De dag brak aan, waarop slag zou worden geleverd. Oei, daar kwamen de viervoetige dieren aangedraafd met een gedreun waarvan de aarde daverde. Winterkoninkje met zijn leger kwam ook door de lucht aan, snorrend en fluitend en zwermend, dat je er bang van werd, en toen gingen ze van beide zijden uit elkaar. Maar het winterkoninkje zond de horzels omlaag, ze moesten bij de vos onder zijn staart gaan zitten en dan uit alle macht steken. Toen de vos de eerste steek kreeg, kromp hij ineen waarbij hij z'n ene poot optrok, maar hij verdroeg het nog en hield z'n staart nog in de hoogte; bij de tweede steek moest hij hem een ogenblik laten zakken, maar bij de derde steek kon hij zich niet meer houden, schreeuwde en stopte de staart tussen de poten. Toen de dieren dat zagen, dachten ze dat alles verloren was, en ze liepen, zo hard ze konden, ieder naar zijn eigen hol en zo hadden de vogels de slag gewonnen.

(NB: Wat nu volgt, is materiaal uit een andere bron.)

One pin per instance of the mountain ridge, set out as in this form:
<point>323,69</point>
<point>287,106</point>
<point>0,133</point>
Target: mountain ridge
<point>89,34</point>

Toen vlogen de winterkoningin en het winterkoninkje naar hun kinderen terug en riepen: "Kinderen, hoera, eet en drink naar hartelust. Wij hebben de oorlog gewonnen." Maar de jonge winterkoninkjes zeiden: "Eten doen we nog niet, de beer moet eerst bij het nest komen en vergeving vragen en zeggen dat wij fatsoenlijke kinderen zijn." Toen vloog het winterkoninkje naar het berenhol en riep: "Brombeer, je moet voor het nest komen bij mijn kinderen en vergeving vragen en zeggen dat het fatsoenlijke kinderen zijn, anders zullen je je ribben in je lijf worden kapot getrapt!" Toen kroop Je beer er heel bang naartoe en vroeg om vergeving.
En nu waren de kleine winterkoninkjes pas voldaan, ze gingen bij elkaar zitten, aten en dronken en maakten plezier tot diep in de nacht.